PERSONAL HEALTH STORY: Fibrocystic Breasts

Jennifer, who just turned 39, had started to examine her breasts monthly because her mother Kate, 63, is a recent breast cancer survivor. One morning, Jennifer felt a slightly painful firm lump on the underside of her left breast. She froze. Then she called her mother. Kate told her to get it examined as soon as she could, but not to worry since many lumps turn out to be abscesses.

When Jennifer saw her family doctor, he said he thought it was nothing serious. But since the lump wasn’t as mobile – or movable with a finger – as common and benign fibroadenoma lumps, and since Jennifer didn’t think that the lump became more sensitive during menstruation, which would have been a good sign that it probably wasn’t serious, he sent her to get further tests.

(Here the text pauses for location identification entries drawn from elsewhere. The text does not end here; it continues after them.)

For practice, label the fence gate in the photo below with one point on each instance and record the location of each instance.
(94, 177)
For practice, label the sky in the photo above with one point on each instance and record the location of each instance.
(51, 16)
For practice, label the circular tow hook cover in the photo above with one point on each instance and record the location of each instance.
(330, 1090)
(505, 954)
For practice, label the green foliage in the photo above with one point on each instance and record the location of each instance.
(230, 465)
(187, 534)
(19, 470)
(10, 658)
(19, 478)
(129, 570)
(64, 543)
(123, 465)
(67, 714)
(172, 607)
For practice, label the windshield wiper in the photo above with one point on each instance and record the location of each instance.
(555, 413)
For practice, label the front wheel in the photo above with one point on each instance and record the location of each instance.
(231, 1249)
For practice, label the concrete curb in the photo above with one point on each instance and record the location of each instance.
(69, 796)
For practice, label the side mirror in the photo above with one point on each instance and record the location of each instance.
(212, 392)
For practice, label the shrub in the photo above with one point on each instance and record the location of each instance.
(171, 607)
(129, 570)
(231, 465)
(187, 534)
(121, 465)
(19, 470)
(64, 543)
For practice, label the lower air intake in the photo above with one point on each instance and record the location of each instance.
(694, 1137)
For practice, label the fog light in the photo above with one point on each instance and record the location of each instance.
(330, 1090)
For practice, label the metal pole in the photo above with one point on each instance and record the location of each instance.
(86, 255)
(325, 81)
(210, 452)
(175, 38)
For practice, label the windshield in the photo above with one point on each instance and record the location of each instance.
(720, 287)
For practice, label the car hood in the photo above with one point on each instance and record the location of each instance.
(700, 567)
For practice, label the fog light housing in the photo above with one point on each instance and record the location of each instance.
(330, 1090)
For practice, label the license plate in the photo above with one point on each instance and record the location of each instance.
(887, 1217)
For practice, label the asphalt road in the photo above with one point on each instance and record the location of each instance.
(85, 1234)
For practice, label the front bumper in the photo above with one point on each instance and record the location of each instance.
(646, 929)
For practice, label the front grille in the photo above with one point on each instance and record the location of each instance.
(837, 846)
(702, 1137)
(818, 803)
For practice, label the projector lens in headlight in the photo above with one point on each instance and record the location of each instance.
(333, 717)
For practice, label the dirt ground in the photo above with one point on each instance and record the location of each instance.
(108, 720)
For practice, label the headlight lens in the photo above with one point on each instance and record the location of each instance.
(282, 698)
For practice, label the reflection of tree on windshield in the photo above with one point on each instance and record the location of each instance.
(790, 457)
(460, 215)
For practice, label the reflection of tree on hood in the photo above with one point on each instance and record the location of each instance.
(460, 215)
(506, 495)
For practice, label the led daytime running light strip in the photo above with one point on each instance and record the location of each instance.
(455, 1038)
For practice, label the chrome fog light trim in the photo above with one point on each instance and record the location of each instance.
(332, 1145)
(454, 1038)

Jennifer’s (and Kate’s) worry thankfully turned out to be unfounded. The diagnosis was fibrocystic breast disease. Fibrocystic breast lumps are common, noncancerous and not harmful, but may be uncomfortable. These tumours can get larger or smaller but often go away or become less noticeable after menopause. Jennifer’s doctor told her that this condition is, in some research, found to be associated with high “unopposed” estrogen (meaning estrogen not balanced well with progesterone).

When she asked if she could take anything to help reduce it, her doctor didn’t have suggestions, but said that drinking a lot of caffeine might increase the size and number of these fibro-cysts so Jennifer decided to reduce her three-cup-a-day habit to just one cup of coffee or black tea. She also decided to do some more research online.

Here is what she found:

  • Fibrocystic breast tumours, and overly high estrogen, might be associated with low iodine and with lack of vitamin D since both protect the breast against the effects of estrogen. Jennifer found a good iodine supplement in a tincture, and started taking 2000 IUs of vitamin D daily.
  • There are two types of breast cancer, and about half of cases are estrogen sensitive (high unopposed estrogen), including her mother’s type.
  • Xenoestrogens – carcinogens that mimic estrogen – that enter the body are stored in fatty tissue in the breast and other areas. They’re in plastic food containers (that should never be heated), 44-MBC and benzophenone in sunscreen lotion, parabens (methylparaben, ethylparaben, propylparaben and butylparaben) in skincare and haircare products, phthalates (plasticizers), and BHA and BHT that are common preservatives found in packaged and canned foods.
  • Lowering the sugar and animal fat in your diet might help to balance estrogen and reduce body fat. High sugar and excess weight have been linked to breast lumps. Choosing a high fibre diet with lots of organic vegetables rich in phytoestrogens, reducing dairy intake, and making sure you have daily bowel movements so toxins don’t build up in your system are important for prevention.
  • In anecdotal evidence, taking omega 3 essential fatty acids, selenium, vitamin A, vitamin B6 and silica supplements may help to shrink growths.